The present invention is based on the discovery that cells with mutated BRCA1 have lower levels of BRCA1 protein compared to cells with wild-type BRCA1. Therefore, by measuring the level of BRCA1 protein contained in a sample of a subject, one may determine the mutational status of BRCA1 in the subject.
Accordingly, one aspect of the present invention provides a method of detecting and determining the presence of BRCA1 gene mutation in a sample.

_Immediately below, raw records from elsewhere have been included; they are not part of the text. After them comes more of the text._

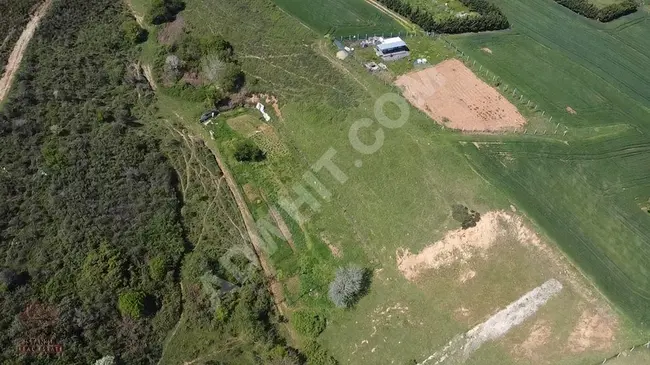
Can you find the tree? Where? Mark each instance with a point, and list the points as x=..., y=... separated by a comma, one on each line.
x=7, y=280
x=347, y=286
x=467, y=218
x=131, y=304
x=133, y=32
x=233, y=78
x=247, y=151
x=162, y=11
x=158, y=268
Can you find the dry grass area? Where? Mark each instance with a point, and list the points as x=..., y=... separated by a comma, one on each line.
x=572, y=322
x=453, y=96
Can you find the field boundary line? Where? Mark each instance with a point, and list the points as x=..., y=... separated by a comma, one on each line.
x=617, y=355
x=400, y=19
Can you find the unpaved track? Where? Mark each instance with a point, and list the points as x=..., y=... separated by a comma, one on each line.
x=459, y=349
x=13, y=64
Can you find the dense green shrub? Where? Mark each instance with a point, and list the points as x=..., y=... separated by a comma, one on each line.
x=604, y=14
x=489, y=17
x=133, y=32
x=131, y=304
x=347, y=286
x=233, y=78
x=158, y=268
x=247, y=151
x=88, y=195
x=467, y=218
x=308, y=323
x=162, y=11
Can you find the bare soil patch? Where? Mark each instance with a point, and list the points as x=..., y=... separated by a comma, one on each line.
x=593, y=331
x=171, y=32
x=16, y=56
x=467, y=275
x=336, y=252
x=268, y=99
x=453, y=96
x=539, y=336
x=192, y=78
x=458, y=245
x=514, y=314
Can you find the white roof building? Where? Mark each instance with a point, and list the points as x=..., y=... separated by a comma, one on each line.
x=392, y=49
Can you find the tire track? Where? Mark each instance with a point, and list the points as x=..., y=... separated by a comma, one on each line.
x=13, y=64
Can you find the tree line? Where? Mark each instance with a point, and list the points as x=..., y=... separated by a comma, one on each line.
x=604, y=14
x=485, y=16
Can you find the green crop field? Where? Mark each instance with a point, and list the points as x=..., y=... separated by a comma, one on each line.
x=397, y=198
x=603, y=3
x=589, y=194
x=341, y=17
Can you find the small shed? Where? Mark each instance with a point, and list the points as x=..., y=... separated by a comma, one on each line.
x=392, y=49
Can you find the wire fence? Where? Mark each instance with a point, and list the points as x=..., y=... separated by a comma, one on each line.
x=512, y=93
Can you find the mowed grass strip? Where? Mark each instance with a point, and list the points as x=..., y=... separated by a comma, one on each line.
x=585, y=194
x=341, y=17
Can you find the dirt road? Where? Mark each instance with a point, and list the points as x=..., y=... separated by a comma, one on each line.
x=19, y=49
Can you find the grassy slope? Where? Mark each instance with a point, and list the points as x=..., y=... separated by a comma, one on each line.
x=340, y=17
x=587, y=194
x=399, y=198
x=373, y=213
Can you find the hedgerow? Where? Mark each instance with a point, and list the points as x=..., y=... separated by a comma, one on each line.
x=604, y=14
x=485, y=16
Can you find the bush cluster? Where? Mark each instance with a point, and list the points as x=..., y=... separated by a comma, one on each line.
x=247, y=151
x=131, y=304
x=604, y=14
x=467, y=218
x=308, y=323
x=163, y=11
x=489, y=17
x=347, y=287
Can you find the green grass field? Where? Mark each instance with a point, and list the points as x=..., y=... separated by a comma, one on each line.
x=603, y=3
x=401, y=196
x=341, y=17
x=587, y=194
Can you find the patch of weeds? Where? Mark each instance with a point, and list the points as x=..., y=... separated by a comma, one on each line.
x=467, y=218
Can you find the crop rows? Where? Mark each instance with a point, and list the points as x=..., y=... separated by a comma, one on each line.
x=586, y=194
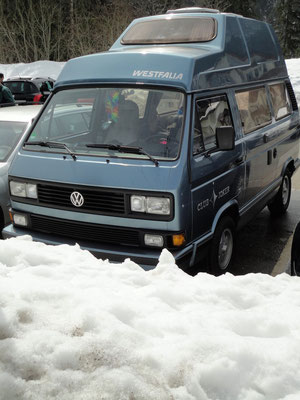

The method includes the steps of determining the amount of BRCA1 polypeptide contained in the sample, and correlating the amount of BRCA1 polypeptide to the presence of the BRCA1 gene mutation in the sample, wherein the amount below a predetermined cutoff value is an indication of the presence of BRCA1 gene mutation in the sample.
Another aspect of the present invention provides a method for determining the presence of a condition associated with BRCA1 mutation comprising the steps of:
(a) determining the amount of BRCA1 polypeptide contained in a sample of the subject, and
(b) correlating the amount of BRCA1 polypeptide to the presence of the condition, wherein the amount below a predetermined cutoff value is an indication of the condition.
In accordance with embodiments of the present invention, the condition associated with BRCA1 mutation includes, but is not limited to, a predisposition to breast cancer or ovarian cancer, and the presence or prognosis of breast cancer or ovarian cancer.
The methods of the present invention are well suited for use to provide both diagnostic and prognostic information on diseases associated with mutations of BRCA1. The methods are also well suited for use in connection with immunoassay, image analysis, flow cytometry, or laser scanning cytometry technologies.
The invention is defined in its fullest scope in the appended claims and is described below in its preferred embodiments.